The Not-So-Good Bits
- Pollyanna Sutton (how I envy your name!) goes to Thailand to shed her fatigue via a detox. Five bags of supplements, a colonic, a blood-sugar fasting test and starving your body till your next juice fix? I'm skeptical. This is more GOOP than Slow, surely. The idea of a five-day detox seems to rail against everything Slow stands for. "Detoxing is focused work, with appointments, supplements and juices to coordinate; this is not simple unwinding," she writes. Still, I enjoy her lively account of this self-inflicted, bourgeoisie torture regime.
- Jo Nathan's creations (under the Woolliwoolli name) are modelled by two girls over eight pages. No heavy Photoshopping. Big tick!

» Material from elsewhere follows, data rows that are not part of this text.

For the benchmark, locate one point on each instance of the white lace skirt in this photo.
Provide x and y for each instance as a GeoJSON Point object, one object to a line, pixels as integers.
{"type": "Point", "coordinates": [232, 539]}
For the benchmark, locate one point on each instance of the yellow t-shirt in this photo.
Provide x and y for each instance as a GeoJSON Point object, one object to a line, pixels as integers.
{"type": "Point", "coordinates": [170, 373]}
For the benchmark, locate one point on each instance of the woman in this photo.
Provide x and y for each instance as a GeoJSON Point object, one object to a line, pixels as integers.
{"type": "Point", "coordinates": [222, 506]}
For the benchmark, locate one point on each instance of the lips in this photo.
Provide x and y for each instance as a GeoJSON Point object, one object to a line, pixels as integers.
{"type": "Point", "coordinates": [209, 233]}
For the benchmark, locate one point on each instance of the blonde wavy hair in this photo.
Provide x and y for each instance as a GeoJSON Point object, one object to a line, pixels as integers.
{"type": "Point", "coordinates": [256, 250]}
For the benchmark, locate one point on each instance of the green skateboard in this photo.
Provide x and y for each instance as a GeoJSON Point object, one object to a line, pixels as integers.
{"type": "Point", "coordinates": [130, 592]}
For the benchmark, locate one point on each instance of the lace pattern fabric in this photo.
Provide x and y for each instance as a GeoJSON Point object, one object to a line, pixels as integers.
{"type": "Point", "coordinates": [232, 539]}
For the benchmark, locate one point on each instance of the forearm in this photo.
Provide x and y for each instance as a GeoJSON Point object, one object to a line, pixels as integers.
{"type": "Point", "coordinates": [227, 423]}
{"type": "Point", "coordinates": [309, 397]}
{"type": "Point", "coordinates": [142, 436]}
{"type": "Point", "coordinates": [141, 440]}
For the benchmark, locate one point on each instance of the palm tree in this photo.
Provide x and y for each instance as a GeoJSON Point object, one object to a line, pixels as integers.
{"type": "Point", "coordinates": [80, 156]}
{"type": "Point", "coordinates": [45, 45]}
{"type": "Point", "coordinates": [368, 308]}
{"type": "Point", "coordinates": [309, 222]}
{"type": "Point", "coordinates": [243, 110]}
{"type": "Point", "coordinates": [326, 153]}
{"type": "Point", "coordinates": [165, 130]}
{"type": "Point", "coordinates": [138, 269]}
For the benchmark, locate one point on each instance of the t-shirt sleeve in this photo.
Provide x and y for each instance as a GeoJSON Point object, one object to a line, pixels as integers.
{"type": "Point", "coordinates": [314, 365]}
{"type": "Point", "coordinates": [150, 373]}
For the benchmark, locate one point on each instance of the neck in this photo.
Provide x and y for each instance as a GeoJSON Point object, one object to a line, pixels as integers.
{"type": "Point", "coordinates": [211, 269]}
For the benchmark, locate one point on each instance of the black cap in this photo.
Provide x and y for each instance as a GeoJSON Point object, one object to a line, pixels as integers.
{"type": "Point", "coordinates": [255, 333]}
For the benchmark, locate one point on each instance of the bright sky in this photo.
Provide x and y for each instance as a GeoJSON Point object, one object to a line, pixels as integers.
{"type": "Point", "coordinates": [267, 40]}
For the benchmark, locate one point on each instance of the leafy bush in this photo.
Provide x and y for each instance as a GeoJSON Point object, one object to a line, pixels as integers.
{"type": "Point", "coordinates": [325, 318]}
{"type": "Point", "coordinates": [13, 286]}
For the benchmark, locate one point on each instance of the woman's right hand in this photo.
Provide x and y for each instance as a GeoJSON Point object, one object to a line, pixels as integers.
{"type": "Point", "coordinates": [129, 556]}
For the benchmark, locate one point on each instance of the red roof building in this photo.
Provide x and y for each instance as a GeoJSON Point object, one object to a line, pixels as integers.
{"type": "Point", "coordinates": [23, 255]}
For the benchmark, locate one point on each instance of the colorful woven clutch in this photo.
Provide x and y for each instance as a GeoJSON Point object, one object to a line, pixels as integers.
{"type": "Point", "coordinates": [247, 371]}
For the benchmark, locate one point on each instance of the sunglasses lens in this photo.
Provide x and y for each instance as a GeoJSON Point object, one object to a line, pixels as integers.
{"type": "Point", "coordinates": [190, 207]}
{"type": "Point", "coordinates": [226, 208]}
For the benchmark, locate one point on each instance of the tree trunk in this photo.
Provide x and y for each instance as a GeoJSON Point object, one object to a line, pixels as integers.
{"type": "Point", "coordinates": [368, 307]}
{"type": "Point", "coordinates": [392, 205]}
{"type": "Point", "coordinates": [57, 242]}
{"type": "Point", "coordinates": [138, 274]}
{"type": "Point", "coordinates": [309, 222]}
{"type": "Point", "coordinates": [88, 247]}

- Not exactly "pretty" but I love the image of Broderick Smith (musician, copywriter, occasional actor) in his big old chair.
Glossy Rating: 4.5/5. While the mag is no doubt catered more towards people of my parents' vintage, and for Victorians, and I've been slow to catch on (ha ha), I thoroughly enjoyed spending time in the company of Slow issue #4. It's a breath of fresh country air; a wholesome, hearty magazine to peruse over a slow-brewing pot of tea.
Glossy ads: Acqua Viva Day Spa; FiveFingers.com.au; Passing Clouds wine; Mon Coeur housewares and furniture; Melbourne Farmers' Market; Russel Parsons Builders and Designers; Kyneton Toyota...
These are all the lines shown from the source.